Le nombre des avortements
Qui
peut chiffrer le nombre des avortements ?
Dieu seul connaît cette tragique statistique. Un rapport nous dit qu’on a pratiqué dans le monde en 1995
environ vingt-six millions d’avortements légaux et vingt millions d’avortements
illégaux (cf. Heritage House ’76 : Abortion Facts.com). La même source révèle qu’aux États-Unis, il
y a eu 580.760 avortements en 1972 et 1.210.883 en 1995. Dans Statistique Canada, nous lisons que les
femmes canadiennes ont obtenu 114.848 avortements en 1997, une augmentation de
2,9% par rapport aux 111.649 de l’année précédente. Au Canada, le ratio d’avortement, ou nombre d’avortements par
année pour 100 naissances vivantes, était de trente-trois. Les chiffres sont même pires au Québec. Nous lisons dans le Toronto Globe and
Mail du 13 mars 2000 : « Le nombre d’avortements au Québec a plus
que doublé au cours des deux dernières décennies, ce qui donne à cette province
canadienne un des taux d’avortement les plus élevés au monde en dehors des pays
d’Europe de l’Est. Le Bureau des
statistiques du Québec rapporte qu’en 1998, quarante et un avortements ont été
pratiqués pour cent naissances vivantes. »
Ces statistiques ne
rapportent qu’une partie des personnes avortées. Il faut y ajouter les vies exterminées par les contraceptifs
abortifs. « On estime à 250
millions par année les avortements provoqués par les DIU et la pilule » (Faith
and Facts, Emmaus Road Publishing, 1999, p. 114). Est-il exagéré de décrire le monde comme un abattoir ?
Le nombre des actes contraceptifs
Si grand que soit le
nombre des personnes tuées par avortement, celles que l’on prive de vie humaine
et de croissance spirituelle sont bien plus nombreuses encore. Il faut ajouter au nombre de ces tragiques
statistiques les millions qui auraient dû être et qui ne sont pas à cause d’une
ligature des trompes ou d’une vasectomie.
À la honte de cette privation pandémique d’âmes humaines, ajoutons que
d’une manière générale le taux d’utilisation de la contraception parmi les
catholiques n’est pas inférieur à celui de la population en général.

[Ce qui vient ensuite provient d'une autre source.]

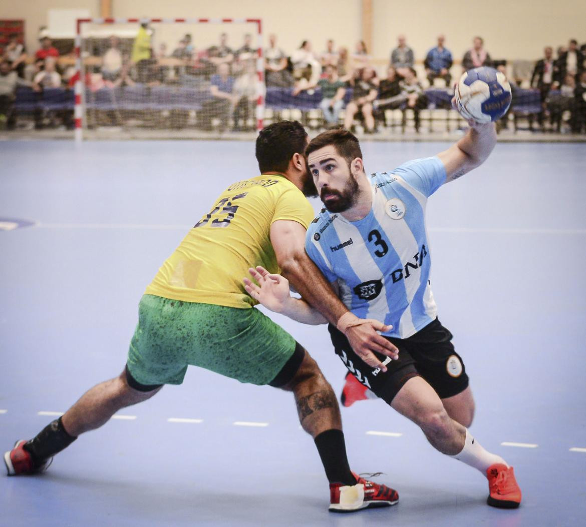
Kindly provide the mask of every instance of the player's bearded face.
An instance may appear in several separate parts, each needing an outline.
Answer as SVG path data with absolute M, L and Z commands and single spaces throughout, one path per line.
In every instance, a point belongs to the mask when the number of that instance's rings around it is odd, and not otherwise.
M 347 179 L 342 189 L 329 186 L 322 187 L 319 197 L 326 208 L 331 213 L 342 213 L 353 207 L 358 197 L 358 182 L 347 165 Z

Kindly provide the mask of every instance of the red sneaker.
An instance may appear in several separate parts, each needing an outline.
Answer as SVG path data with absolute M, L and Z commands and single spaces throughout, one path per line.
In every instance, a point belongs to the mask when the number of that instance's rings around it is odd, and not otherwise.
M 344 406 L 351 406 L 357 401 L 370 399 L 369 389 L 353 375 L 349 371 L 346 374 L 346 384 L 342 390 L 340 401 Z
M 351 512 L 368 507 L 388 507 L 399 501 L 394 489 L 361 478 L 353 472 L 356 485 L 330 483 L 330 511 Z
M 47 460 L 40 466 L 35 466 L 32 456 L 23 448 L 26 444 L 26 441 L 24 439 L 17 441 L 14 448 L 4 454 L 4 463 L 8 471 L 8 475 L 44 472 L 51 464 L 52 457 Z
M 515 478 L 512 467 L 495 463 L 486 469 L 490 495 L 486 503 L 502 509 L 516 509 L 521 502 L 521 489 Z

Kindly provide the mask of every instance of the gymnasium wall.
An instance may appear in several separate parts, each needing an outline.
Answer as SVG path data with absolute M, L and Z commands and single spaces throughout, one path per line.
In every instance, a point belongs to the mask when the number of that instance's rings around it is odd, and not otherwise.
M 302 40 L 308 39 L 320 52 L 325 40 L 335 39 L 338 45 L 353 49 L 360 36 L 360 0 L 113 0 L 115 17 L 255 17 L 264 22 L 265 34 L 278 35 L 279 45 L 291 53 Z M 373 49 L 377 59 L 387 59 L 403 33 L 414 49 L 416 58 L 423 58 L 434 45 L 437 35 L 446 35 L 447 45 L 455 59 L 460 59 L 475 35 L 485 39 L 486 49 L 495 58 L 535 59 L 543 46 L 567 44 L 575 37 L 586 42 L 586 2 L 584 0 L 496 0 L 492 2 L 462 3 L 454 0 L 373 0 Z M 463 9 L 464 8 L 464 9 Z M 38 47 L 39 26 L 47 23 L 50 9 L 86 9 L 98 16 L 99 0 L 0 0 L 0 18 L 26 20 L 27 46 Z M 172 35 L 172 38 L 171 35 Z M 168 47 L 175 45 L 174 33 Z M 200 42 L 194 35 L 196 47 L 207 46 L 207 35 Z M 165 39 L 164 32 L 157 36 Z M 237 47 L 239 42 L 231 42 Z

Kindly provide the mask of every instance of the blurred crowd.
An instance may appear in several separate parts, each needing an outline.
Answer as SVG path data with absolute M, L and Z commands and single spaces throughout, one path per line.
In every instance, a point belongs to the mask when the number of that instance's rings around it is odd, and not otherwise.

Les effets de l’avortement
Le principal effet de
l’avortement est l’interruption brutale d’une vie humaine au moment de sa plus
grande potentialité. C’est un manque de
pitié indescriptible. La naissance d’un
bébé est une occasion de réjouissances.
La mort d’un seul bébé est une grande douleur. Dans The Toronto Star du 18 février, on lisait en première
page : « Pourquoi mon bébé devait-il mourir ? » Même l’enfant mort-né est une cause de
chagrin. Pourtant, l’enfant avorté
demeure un paria : son petit corps brisé a pour linceul un sac à poubelle
ou il est incinéré. Cela nous rappelle
les paroles de St Augustin dans ses Confessions : « Plus ils
méritent nos larmes, moins les hommes sont portés à les pleurer. »
L’avortement est la
cause d’une mort pire encore : la mort spirituelle des participants. Tous ceux qui participent à l’avortement, ce
qui inclut tous ceux qui légalisent l’avortement, subissent cette mort. L’enfant avorté vivra éternellement dans
l’amour de Dieu ; les avorteurs
deviennent des cadavres spirituels.
L’avortement tue des pays. Au
Canada, le taux de fertilité est inférieur au seuil de remplacement depuis le
milieu des années soixante-dix. Le père
Marx écrivait dans une lettre que l’Europe entière se meurt à l’exception de
l’Albanie. Le nombre moyen d’enfants
par famille en Europe est de 1,4. Même
l’Irlande est descendue à 1,9 enfants par famille. L’avortement fait reposer un fardeau particulièrement lourd sur
la conscience de la mère qui avorte.
Elle sait dans son cœur qu’elle a tué son propre enfant. « Une femme oublie-t-elle son petit
enfant, est-elle sans pitié pour le fils de ses entrailles ? Même si les femmes
oubliaient, moi, je ne t'oublierai pas »
(Isaïe 49,15). Il est
vrai que par le repentir et la miséricorde de Dieu la faute peut être
entièrement pardonnée et se transformer en une consécration à la cause
pro-vie. L’avortement laisse de grands
vides dans la famille, dans l’Église et dans la société. Il y a des frères et des sœurs, des fils et
des filles qui sont absents. Il y a des
vides dans les citoyens productifs, les vocations à la prêtrise, la vie
religieuse et les professions. Il y a
de grands vides chez ceux qui devraient écouter l’appel à la sainteté. L’avortement conduit à l’euthanasie. Les lois autorisant l’euthanasie n’auraient
pas été possibles si elles n’avaient pas été précédées par une législation qui
légalise l’avortement. Ces maux sont
les effets de l’avortement, et ils ne sont pas les seuls.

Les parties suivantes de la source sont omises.